The Saudi and UAE-backed body succeeding Abd Rabbuh Mansour Hadi is tasked with uniting fractured anti-Houthi forces
Sultan al-Arada (C) , a member of Yemen's new leadership council, speaks with a person during the last day of the conference on the conflict in Yemen, hosted by the six-nation Gulf Cooperation Council (GCC) in Saudi Arabia's capital Riyadh on April 7, 2022 (AFP)
Sultan al-Arada (C), a member of Yemen's new leadership council, during the last day of the conference on the conflict in Yemen, hosted by the Gulf Cooperation Council in Riyadh, on 7 April 2022 (AFP)

After 10 years overseeing Yemen's descent from post-Arab Spring optimism into catastrophic war and destitution, President Abd Rabbuh Mansour Hadi's rule is no more.

On Thursday, the beleagured leader of Yemen, who has for many years resided in neighbouring Saudi Arabia, announced that power would be handed over to a new presidential council.

"I irreversibly delegate to this presidential leadership council my full powers," announced Hadi in a televised statement, after days of talks in Riyadh.

The move was welcomed by Saudi Arabia, which promised in the wake of the announcement that it would provide $3bn in aid along with the UAE.

'You can't be optimistic in Yemen. The council wasn't formed through Yemeni-Yemeni talks, it was a result of exterior forces'

- Maysaa Shuja al-Deen, Sanaa Centre for Strategic Studies

The Iran-aligned Houthi movement, which has been fighting a Saudi-led coalition and forces loyal to Hadi for eight years, dismissed the development as "a desperate attempt to rearrange the ranks of the mercenaries".

Yemen analyst Adam Baron told Middle East Eye that the main purpose of the council was to unify the anti-Houthi forces in the country, which have become increasingly fractured by in-fighting and competing interests.

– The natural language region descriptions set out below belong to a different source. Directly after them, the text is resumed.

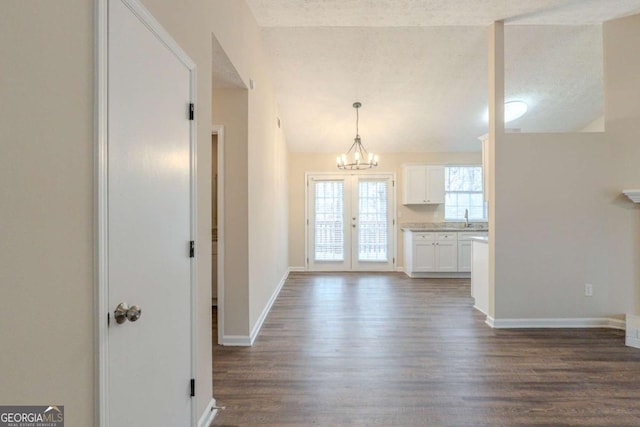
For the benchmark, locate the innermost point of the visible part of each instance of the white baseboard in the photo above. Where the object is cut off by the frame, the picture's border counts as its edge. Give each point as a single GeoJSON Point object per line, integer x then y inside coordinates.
{"type": "Point", "coordinates": [247, 340]}
{"type": "Point", "coordinates": [589, 322]}
{"type": "Point", "coordinates": [236, 340]}
{"type": "Point", "coordinates": [209, 414]}
{"type": "Point", "coordinates": [438, 275]}
{"type": "Point", "coordinates": [256, 329]}
{"type": "Point", "coordinates": [482, 311]}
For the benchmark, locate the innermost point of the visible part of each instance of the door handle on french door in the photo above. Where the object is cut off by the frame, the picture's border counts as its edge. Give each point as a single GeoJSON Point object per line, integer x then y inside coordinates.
{"type": "Point", "coordinates": [123, 313]}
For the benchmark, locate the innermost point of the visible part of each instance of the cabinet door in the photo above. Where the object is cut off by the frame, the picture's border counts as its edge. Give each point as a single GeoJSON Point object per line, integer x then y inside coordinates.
{"type": "Point", "coordinates": [424, 256]}
{"type": "Point", "coordinates": [435, 181]}
{"type": "Point", "coordinates": [415, 185]}
{"type": "Point", "coordinates": [464, 256]}
{"type": "Point", "coordinates": [447, 256]}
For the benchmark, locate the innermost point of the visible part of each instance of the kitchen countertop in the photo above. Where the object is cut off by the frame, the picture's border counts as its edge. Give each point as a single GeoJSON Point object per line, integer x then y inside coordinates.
{"type": "Point", "coordinates": [444, 226]}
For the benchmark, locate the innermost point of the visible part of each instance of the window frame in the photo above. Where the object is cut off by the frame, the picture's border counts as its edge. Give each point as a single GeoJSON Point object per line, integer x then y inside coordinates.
{"type": "Point", "coordinates": [481, 193]}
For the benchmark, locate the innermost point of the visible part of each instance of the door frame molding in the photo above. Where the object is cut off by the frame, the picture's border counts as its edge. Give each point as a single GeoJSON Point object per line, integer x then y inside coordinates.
{"type": "Point", "coordinates": [219, 131]}
{"type": "Point", "coordinates": [101, 201]}
{"type": "Point", "coordinates": [393, 195]}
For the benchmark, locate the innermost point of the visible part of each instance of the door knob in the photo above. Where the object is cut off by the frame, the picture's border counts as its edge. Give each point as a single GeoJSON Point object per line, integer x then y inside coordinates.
{"type": "Point", "coordinates": [123, 313]}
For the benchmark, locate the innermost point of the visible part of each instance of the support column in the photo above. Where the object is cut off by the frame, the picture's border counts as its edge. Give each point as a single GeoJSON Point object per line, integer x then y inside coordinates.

"The make-up of the council is largely split between different representatives of key political, societal and military groupings," he said.

"I wouldn't say it's UAE-dominated, though UAE-aligned people do make up a significant proportion of its members."

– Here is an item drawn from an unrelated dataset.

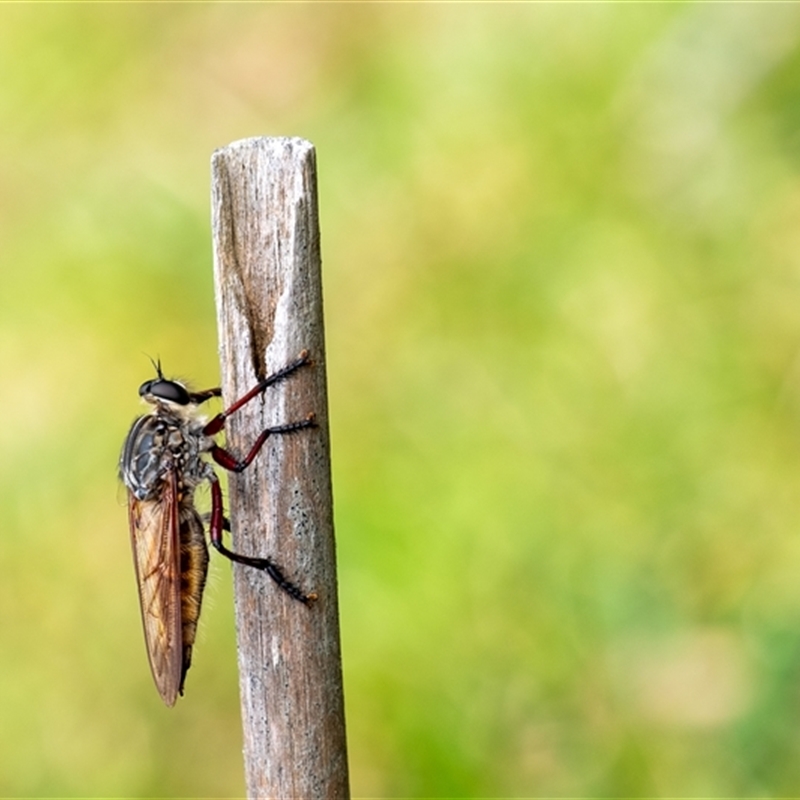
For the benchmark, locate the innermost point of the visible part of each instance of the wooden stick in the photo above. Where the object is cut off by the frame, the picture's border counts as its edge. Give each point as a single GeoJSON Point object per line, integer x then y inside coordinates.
{"type": "Point", "coordinates": [269, 307]}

Among those involved are figures connected to the separatist Southern Transitional Council (STC), the powerful Giants Brigade militia, as well as Tareq Saleh, nephew of late Yemeni president Ali Abdullah Saleh. All have close ties to the UAE.

But a number of other figures in the council are linked to the Islah party, the Yemeni wing of the Muslim Brotherhood, which has long been deeply at odds with the UAE and its proxies.

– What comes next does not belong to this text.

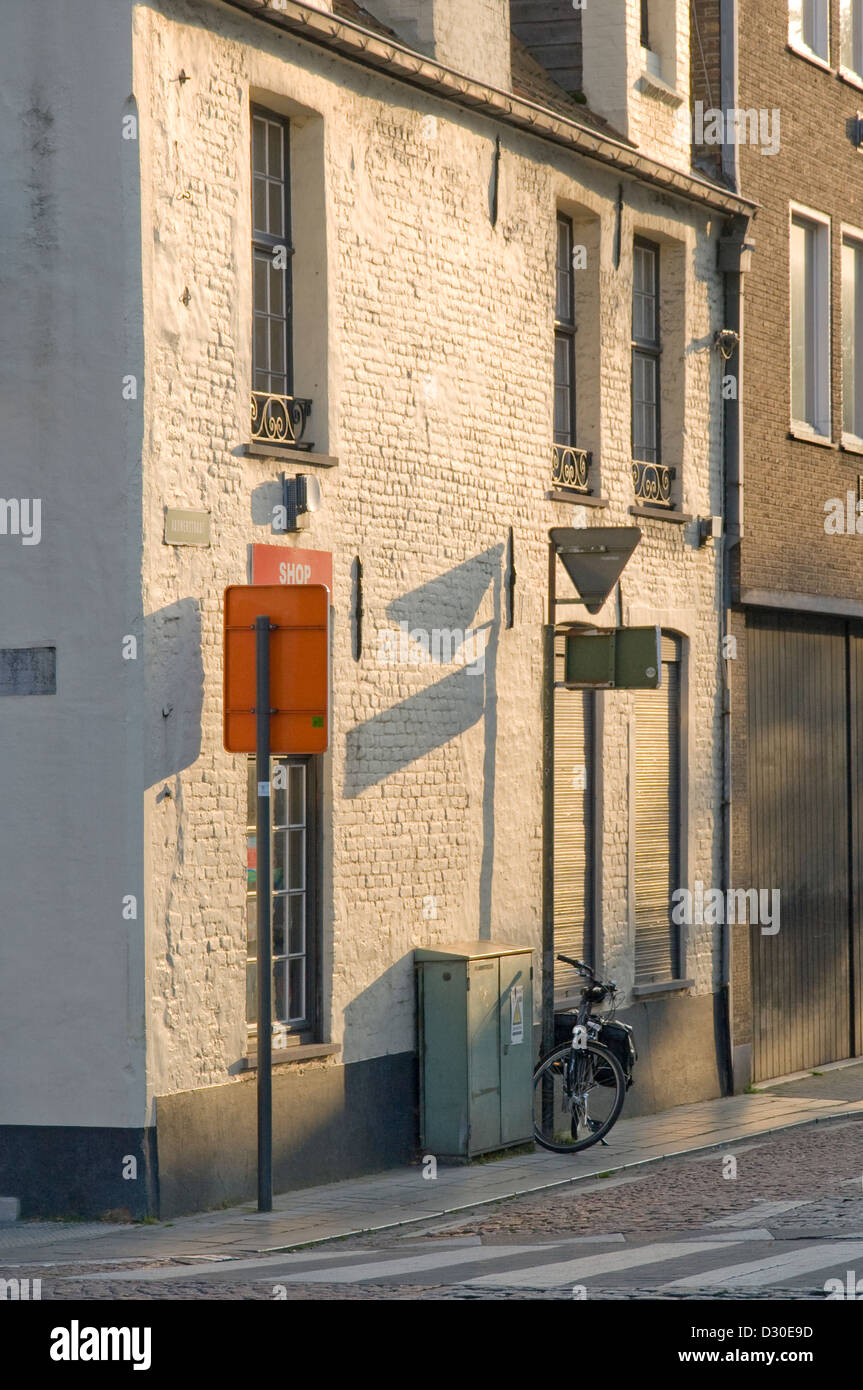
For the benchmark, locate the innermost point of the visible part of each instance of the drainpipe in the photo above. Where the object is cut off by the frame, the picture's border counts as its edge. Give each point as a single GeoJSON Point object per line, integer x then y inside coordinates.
{"type": "Point", "coordinates": [734, 256]}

Others were previously affiliated with the General People's Congress, the political party of Saleh's administration, which ruled Yemen from 1993 before being ousted in 2012 following the Arab Spring demonstrations.

The formation of the council comes against the backdrop of a United Nations-brokered truce that took effect last Saturday, marking the first day of Ramadan.

As drips of information from Saudi Arabia indicate that Crown Prince Mohammed bin Salman is increasingly determined to extract his country from the long-running conflict, many believe the move to unify the anti-Houthi bloc is a precursor to securing a final way out, even if it leaves the country mired in crisis for years to come.

"You can't be optimistic in Yemen. The council wasn't formed through Yemeni-Yemeni talks, it was a result of exterior forces," said Maysaa Shuja al-Deen, a senior researcher at the Sanaa Center for Strategic Studies.

"The participants and negotiators in the discussions in Riyadh did not know that a council was being formed. The decision to form the government does not have any Yemeni touch, which is worrying."

Make-up and mandate

Few would disagree that there was a need for a change in status quo.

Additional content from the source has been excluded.